This month’s guest blogger is Rebecca Stead, author of When You Reach Me, a middle-grade novel that just won the Newbery Medal (the most distinguished honor in children’s literature). Rebecca is in Seattle today to visit schools, chat with Nancy Pearl for an upcoming episode of Book Lust on the Seattle Channel and to read tonight at the University Village Barnes and Noble (7 p.m., 206.517.4107). We’re thrilled that in the midst of a busy book tour, Rebecca took the time to share what she’s been reading — and what she will soon be reading.
So, here’s what’s on Rebecca Stead’s nightstand:
Persuasion by Jane Austen. This is my last Jane Austen novel, and I am savoring it. I refused to read it in my twenties because it was published posthumously and I thought that meant it had probably been “finished up” by some man. It turns out to be wonderful.
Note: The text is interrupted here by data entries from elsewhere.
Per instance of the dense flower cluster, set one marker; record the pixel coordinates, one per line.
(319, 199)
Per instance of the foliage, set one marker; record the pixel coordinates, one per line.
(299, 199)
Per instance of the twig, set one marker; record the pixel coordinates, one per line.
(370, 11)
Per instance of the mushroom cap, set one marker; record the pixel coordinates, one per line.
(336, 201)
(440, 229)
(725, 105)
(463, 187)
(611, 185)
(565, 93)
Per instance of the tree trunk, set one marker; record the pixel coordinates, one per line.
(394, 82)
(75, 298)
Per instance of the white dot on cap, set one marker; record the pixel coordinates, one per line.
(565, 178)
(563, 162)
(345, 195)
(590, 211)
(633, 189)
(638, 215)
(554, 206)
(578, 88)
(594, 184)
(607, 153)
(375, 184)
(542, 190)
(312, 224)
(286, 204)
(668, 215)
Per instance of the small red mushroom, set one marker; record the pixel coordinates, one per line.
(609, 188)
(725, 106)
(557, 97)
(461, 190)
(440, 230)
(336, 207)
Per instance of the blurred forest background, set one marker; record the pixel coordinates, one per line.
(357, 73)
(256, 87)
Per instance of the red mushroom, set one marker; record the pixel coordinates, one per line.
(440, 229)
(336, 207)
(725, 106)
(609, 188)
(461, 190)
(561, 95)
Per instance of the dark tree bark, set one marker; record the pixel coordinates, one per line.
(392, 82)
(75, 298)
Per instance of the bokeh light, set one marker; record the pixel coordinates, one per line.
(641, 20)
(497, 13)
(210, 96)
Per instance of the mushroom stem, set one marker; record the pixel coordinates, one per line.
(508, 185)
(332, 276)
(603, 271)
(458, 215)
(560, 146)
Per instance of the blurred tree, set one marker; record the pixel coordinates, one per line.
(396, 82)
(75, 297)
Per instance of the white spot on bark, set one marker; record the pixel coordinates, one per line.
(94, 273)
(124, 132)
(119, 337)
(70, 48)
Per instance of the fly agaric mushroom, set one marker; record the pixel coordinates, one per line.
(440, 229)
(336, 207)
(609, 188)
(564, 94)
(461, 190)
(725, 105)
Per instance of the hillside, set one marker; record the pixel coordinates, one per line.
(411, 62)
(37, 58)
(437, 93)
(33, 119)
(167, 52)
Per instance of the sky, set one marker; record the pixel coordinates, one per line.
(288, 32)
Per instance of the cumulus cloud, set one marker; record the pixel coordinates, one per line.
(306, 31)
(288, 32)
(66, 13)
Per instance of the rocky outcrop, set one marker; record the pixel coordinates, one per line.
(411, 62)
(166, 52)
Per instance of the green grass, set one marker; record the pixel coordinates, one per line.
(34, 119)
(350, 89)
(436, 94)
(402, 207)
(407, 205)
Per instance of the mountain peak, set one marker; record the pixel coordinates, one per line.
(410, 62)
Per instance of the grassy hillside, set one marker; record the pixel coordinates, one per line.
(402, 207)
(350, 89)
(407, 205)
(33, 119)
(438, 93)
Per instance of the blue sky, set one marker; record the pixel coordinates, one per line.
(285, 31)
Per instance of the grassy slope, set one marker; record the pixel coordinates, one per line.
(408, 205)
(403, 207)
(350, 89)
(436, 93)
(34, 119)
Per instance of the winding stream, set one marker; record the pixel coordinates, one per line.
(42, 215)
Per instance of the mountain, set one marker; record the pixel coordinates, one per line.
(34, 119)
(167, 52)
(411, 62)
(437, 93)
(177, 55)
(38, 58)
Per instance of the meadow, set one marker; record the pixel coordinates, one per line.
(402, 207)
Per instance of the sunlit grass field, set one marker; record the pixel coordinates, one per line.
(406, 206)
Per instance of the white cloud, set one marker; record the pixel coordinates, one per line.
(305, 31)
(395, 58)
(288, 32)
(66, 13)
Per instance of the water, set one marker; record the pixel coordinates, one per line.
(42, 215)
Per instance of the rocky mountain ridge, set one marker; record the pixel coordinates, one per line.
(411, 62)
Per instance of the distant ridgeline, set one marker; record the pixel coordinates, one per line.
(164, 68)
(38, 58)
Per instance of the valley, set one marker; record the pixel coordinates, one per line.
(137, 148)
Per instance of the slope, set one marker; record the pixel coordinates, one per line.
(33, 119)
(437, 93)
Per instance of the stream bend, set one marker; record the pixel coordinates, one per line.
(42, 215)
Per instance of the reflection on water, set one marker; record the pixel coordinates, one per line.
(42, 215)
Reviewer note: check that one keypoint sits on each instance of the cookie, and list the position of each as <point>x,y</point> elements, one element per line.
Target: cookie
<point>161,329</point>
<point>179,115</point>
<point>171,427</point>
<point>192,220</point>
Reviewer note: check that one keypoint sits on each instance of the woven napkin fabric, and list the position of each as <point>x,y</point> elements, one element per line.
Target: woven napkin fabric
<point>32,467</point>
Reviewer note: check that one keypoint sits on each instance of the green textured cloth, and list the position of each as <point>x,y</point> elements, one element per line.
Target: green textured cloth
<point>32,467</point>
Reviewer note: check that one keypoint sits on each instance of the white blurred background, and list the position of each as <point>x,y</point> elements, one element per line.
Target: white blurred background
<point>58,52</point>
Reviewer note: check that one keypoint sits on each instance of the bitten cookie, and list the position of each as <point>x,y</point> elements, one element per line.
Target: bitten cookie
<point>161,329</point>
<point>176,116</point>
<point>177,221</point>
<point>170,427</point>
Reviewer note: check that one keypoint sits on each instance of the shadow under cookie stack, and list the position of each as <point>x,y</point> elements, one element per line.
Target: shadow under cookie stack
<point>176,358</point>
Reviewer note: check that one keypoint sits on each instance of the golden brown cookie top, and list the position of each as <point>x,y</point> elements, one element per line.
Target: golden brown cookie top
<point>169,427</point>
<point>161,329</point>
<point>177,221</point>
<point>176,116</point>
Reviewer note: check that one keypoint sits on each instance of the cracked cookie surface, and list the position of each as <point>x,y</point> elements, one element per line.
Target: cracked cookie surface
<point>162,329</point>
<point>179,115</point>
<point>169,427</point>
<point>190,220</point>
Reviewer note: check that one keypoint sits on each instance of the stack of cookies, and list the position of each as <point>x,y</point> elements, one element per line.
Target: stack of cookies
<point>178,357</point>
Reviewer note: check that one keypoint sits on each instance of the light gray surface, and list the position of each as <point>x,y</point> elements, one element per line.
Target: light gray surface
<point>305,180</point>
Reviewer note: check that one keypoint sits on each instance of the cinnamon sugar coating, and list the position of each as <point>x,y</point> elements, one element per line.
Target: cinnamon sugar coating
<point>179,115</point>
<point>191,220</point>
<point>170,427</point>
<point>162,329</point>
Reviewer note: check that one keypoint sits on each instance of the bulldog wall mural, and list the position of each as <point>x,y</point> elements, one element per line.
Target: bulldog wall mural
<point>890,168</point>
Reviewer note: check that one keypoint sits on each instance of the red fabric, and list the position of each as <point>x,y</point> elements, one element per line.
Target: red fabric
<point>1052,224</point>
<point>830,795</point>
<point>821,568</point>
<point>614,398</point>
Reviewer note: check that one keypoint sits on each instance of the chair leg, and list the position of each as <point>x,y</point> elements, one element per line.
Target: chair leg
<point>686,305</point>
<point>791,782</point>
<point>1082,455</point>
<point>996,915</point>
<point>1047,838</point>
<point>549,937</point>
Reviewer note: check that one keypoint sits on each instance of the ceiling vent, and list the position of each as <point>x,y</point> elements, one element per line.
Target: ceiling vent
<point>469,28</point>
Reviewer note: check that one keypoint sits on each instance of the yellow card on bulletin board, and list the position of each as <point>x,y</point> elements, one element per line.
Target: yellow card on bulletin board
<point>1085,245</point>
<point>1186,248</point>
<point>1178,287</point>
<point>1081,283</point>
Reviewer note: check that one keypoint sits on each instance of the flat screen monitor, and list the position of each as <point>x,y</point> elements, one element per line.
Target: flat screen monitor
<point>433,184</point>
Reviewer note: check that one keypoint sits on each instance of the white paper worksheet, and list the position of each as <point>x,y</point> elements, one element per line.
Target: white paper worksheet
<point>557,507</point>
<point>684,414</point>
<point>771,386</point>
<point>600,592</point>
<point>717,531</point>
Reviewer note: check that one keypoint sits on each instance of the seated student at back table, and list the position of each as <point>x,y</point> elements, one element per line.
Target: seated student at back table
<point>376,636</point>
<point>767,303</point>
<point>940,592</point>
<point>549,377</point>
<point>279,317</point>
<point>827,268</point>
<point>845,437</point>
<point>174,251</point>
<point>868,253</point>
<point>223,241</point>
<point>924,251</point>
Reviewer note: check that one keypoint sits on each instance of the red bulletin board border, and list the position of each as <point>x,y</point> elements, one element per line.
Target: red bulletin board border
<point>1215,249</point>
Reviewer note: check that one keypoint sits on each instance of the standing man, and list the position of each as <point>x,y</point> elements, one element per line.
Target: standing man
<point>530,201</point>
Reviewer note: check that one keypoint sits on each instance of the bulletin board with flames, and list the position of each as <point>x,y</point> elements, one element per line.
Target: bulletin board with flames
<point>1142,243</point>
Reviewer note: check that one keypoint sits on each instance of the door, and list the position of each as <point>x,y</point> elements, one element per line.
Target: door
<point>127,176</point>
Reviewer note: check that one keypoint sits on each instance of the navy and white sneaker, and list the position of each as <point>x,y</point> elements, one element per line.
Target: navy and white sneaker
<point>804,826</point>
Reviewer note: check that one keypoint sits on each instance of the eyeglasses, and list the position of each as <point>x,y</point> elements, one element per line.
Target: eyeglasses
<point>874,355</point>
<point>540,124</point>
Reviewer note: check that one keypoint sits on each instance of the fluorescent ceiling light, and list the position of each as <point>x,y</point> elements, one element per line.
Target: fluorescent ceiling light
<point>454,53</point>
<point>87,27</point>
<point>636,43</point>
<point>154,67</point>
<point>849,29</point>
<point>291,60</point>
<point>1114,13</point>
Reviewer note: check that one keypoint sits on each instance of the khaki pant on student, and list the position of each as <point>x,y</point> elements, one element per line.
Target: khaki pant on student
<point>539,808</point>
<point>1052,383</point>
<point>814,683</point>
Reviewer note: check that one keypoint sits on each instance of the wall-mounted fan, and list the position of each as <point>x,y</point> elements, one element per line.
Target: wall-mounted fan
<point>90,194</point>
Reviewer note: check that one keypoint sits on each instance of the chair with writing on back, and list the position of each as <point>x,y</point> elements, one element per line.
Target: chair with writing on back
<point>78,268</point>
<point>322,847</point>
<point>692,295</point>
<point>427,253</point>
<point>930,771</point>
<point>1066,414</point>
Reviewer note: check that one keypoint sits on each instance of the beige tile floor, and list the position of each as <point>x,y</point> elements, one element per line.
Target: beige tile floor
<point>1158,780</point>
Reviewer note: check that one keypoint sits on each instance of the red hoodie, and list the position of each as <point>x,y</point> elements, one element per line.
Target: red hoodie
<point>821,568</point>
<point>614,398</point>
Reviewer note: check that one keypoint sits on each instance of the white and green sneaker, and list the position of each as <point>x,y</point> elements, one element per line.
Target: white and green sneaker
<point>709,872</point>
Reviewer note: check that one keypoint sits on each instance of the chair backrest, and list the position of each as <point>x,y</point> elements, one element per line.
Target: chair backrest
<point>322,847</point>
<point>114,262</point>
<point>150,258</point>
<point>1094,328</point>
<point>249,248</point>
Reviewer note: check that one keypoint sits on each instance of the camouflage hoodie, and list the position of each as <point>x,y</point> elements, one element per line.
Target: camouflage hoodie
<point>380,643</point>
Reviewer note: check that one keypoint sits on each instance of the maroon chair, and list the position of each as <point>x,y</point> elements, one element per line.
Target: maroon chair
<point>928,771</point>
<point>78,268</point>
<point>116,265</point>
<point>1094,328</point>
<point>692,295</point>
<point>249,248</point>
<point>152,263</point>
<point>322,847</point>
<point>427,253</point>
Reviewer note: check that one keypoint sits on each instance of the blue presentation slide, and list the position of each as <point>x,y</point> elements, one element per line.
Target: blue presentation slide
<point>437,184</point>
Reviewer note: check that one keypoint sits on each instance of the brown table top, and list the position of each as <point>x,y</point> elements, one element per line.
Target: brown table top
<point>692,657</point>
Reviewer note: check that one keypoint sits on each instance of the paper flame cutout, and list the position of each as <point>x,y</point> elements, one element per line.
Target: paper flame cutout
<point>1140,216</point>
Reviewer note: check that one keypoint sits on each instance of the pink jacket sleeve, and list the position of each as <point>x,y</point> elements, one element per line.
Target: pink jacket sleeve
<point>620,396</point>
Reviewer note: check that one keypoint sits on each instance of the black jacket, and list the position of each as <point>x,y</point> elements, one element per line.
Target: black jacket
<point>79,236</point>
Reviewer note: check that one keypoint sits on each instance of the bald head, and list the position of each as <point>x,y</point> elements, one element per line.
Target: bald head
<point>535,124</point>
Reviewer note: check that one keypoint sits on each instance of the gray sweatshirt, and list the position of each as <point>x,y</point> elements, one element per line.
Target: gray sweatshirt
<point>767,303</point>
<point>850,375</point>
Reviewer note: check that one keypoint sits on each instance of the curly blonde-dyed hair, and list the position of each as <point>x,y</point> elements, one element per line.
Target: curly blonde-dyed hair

Seed Across Snow by Kathleen Driskell. Kathleen is a poet who taught a workshop I attended earlier this month. I’m a long-time poetry-phobe, and it was a real stretch, but she made me see a future for myself that includes poetry. Amazing.
Recently finished reading:
Let the Great World Spin by Colum McCann. A fantastic book. The writing is gorgeous, almost impressionistic in some parts. But it’s also a complicated, moving, all-around satisfying story. I’m a fan.
Zeitoun by Dave Eggers. This was different from what I expected after reading What is the What. The writing is entirely straightforward, and the book is a bit like a very long, well-written newspaper article that completely held my interest.
Spooner by Pete Dexter. I read this book because Nancy Pearl told me to (on NPR), and I completely fell for it. I’d read Dexter’s Paris Trout, and was prepared for the possibility of a dark story. But it’s something completely different, fresh and amazing. I think it’s about recognizing the people who have made you: my favorite kind of love story.
Looking forward to reading:
Where The God of Love Hangs Out by Amy Bloom. My husband just gave me this book for my birthday. I love short stories, and enjoyed Amy Bloom’s other collections. I hear that some of the characters from her earlier work appear here, in later stages of their lives. That kind of thing always hooks me – I’m actually going to get to find out what these folks have been up to all these years.